Sarojini Balanandan (15 May 1938 – 29 August 2023) was an Indian politician from Kerala. She was a prominent leader of the All India Democratic Women's Association (AIDWA) and has served as the Kerala state committee member of the Communist Party of India (Marxist). Sarojini's husband E. Balanandan was also a communist politician.

==Biography==
Sarojini was born on 15 May 1938 in Shaktikulangara, Kollam, Kerala as the daughter of Kesavan and Narayani. She married E Balanandan on 1 September 1957, before completing her intermediate studies at SN College for Women, Kollam. Balanandan had to stay away from home for a few days due to the labor strike at Sreechitra Mill. Meanwhile, Sarojini took up a job as a clerk in the Ashoka Textile Workers' Cooperative in Aluva. Balanandan has written in his autobiography that Sarojini used to work as a dairy farmer, raising buffaloes and cows to meet household needs during the Emergency. During that time, she was not an office bearer in any of the trade unions. However, she became a front runner in workers' rights struggles and organizing women in working families. In the 1970s, women's activists, including Sarojini fought against the hoarding of essential goods by some wholesalers in Ernakulam Broadway, causing excessive price hikes.
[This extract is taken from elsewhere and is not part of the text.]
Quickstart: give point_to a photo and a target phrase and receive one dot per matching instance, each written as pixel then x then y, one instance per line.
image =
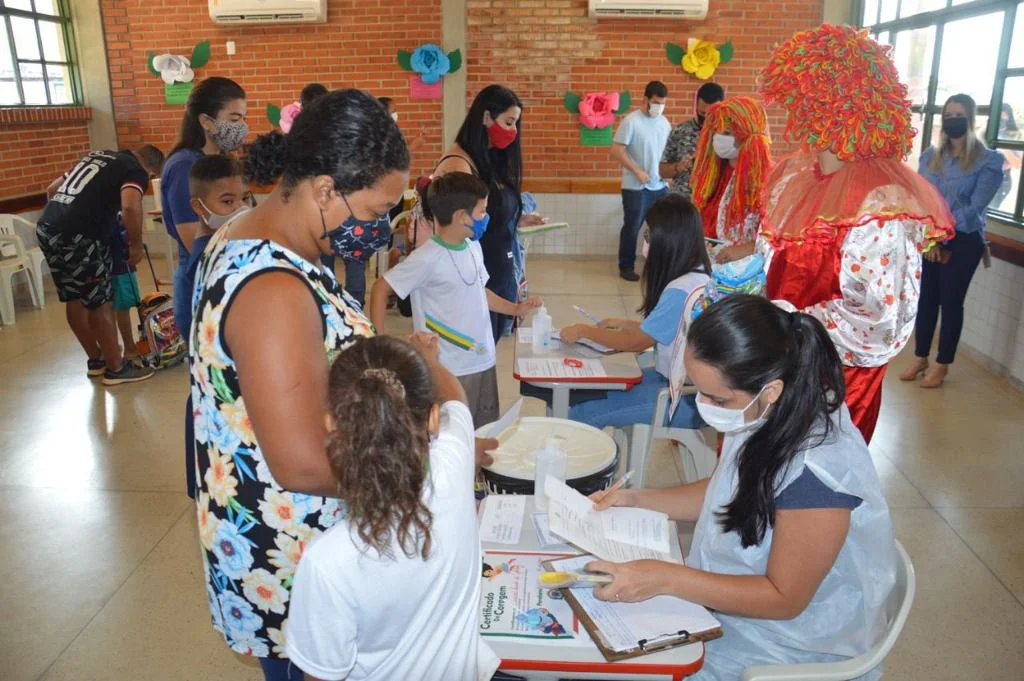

The women leaders who participated in the strike were beaten up by the shopkeepers and their goons who lowered the shutters of the shop and locked them inside. Traders were forced to reduce prices as the strike gained popular support. In 1986, Sarojini was beaten up while participating in a labor rally held as part of the CITU's all-India strike. She was in hospital for several days after breaking a bone in her hand. Sarojini was the first woman administrator of Kalamasery. She was the Panchayat President of Kalamassery (now Municipality) during 1979-84 period. Sarojini was the State President of the Mahila Association from 1983 to 1997 and also served as the All India Vice President of the association for a long time. She became a member of the CPI-M State Committee in 1985 and remained in that position for 27 years. Meanwhile, from 1996 to 2001, she served as the Chairperson of the State Social Welfare Board. After her resignation from the state committee in 2012, Sarojini was active in politics while her health allowed. She was a part of the strike called by the party when he was resting at his daughter's house in Paravur during the COVID-19 pandemic. Sarojini died on 29 August 2023, at the age of 85.